Which is your “love language” — words of affirmation, gifts, acts of service, quality time or physical touch?
Interesting piece in The New York Times about The Five Love Languages, a best-selling book that’s sold 7.2 million copies in North America and been translated into 40 languages:
“Each of us has a primary love language,” Dr. Chapman said, and often secondary or tertiary ones. To help identify your language, he recommended focusing on the way you most frequently express love. What you give is often what you crave. Challenges in relationships arise because people tend to be attracted to their opposites, he said. “In a marriage, almost never do a husband and wife have the same language. The key is we have to learn to speak the language of the other person.”
I read this book a while ago and think it’s an interesting argument. My husband grew up in a family whose behaviors were profoundly different from mine — and in many ways much healthier and happier. The only son, and the youngest, of a Hispanic family, a surprise baby who arrived to a 49-year-old mother and a preacher father, he grew up secure in their love.

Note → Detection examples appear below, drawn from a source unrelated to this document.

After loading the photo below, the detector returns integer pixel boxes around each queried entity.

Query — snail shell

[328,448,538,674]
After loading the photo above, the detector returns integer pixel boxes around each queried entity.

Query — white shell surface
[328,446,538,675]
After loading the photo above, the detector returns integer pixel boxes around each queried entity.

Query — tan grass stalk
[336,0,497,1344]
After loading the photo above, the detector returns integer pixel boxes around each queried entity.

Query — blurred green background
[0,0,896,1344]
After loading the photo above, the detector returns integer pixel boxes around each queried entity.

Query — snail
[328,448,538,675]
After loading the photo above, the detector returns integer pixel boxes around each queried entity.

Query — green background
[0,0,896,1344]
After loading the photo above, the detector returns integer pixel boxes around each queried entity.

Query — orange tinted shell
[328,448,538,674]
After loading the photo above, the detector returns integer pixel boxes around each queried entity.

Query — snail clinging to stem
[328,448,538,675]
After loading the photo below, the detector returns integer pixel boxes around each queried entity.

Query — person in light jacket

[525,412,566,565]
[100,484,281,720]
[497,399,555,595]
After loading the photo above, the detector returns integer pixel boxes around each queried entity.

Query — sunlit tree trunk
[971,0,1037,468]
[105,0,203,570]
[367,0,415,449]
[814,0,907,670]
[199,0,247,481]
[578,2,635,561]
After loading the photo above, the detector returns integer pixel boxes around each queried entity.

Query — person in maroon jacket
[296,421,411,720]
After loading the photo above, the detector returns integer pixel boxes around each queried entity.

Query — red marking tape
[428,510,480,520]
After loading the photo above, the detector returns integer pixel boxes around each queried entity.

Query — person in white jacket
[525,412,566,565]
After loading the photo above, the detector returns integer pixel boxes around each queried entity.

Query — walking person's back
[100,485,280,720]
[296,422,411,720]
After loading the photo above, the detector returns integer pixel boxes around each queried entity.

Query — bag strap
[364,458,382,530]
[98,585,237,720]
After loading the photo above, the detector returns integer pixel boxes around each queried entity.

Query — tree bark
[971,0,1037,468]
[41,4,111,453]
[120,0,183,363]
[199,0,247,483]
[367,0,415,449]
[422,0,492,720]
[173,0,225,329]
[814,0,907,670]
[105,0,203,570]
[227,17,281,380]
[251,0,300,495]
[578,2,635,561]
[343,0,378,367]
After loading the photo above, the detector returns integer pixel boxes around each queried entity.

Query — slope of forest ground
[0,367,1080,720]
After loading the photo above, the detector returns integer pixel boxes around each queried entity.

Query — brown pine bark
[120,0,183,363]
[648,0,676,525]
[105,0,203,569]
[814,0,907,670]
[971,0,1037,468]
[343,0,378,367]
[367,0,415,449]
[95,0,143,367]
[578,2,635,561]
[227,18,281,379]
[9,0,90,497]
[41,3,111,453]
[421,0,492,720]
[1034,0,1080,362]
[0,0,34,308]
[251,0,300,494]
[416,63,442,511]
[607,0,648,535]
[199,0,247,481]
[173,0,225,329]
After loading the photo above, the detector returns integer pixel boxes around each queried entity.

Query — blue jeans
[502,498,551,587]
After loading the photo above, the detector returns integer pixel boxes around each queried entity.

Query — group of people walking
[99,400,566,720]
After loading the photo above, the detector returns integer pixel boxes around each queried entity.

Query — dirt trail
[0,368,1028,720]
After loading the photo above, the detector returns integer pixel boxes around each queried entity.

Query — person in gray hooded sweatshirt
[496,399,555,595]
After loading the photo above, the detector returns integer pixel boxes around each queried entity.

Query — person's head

My mother, who has suffered bi-polar illness for decades, sent me to boarding school and summer camp when I was 8, places that offered physical and emotional security, (all good) but which left me wondering why she didn’t want me around. In our family, love showed up as stuff: great clothes, jewelry, material objects. No one was, or still is, very good at saying “I love you” or hugging. Entire years have gone by between visits to either one of my parents and acts of service? Hah!
So it’s been an interesting experience being with a man who is (thank you!) extremely generous with gifts, but whose primary love language is verbal, words of affirmation. Not a day goes by without him saying “I love you” several times, for which I’m deeply grateful.
Because I still can’t say it easily, and rarely do.
But he knows I love him deeply.
Because…I clean house. I detail the car. I buy groceries and cook delicious meals. I make our home as lovely as I possibly can so that when he walks in the door after a 12-hour absence he feels welcomed and valued.
My primary “love language” is different from his. Given my own emotional matrix and upbringing, and ongoing ways of relating to my parents, it’s tough to completely shift gears in this respect. My father is not a huggy, verbal guy when it comes to showing affection, but does come to visit us whenever he can and that helps. He recently spent two days with us and we finally talked about some stuff we’ve never even discussed, a bold and scary step for both of us.
This difference in emotional style is very common amongst married and committed couples — and a frequent cause of conflict — but knowing it and talking about it openly can make a real difference. It has for us, certainly.
How does this play out in your relationships or marriage?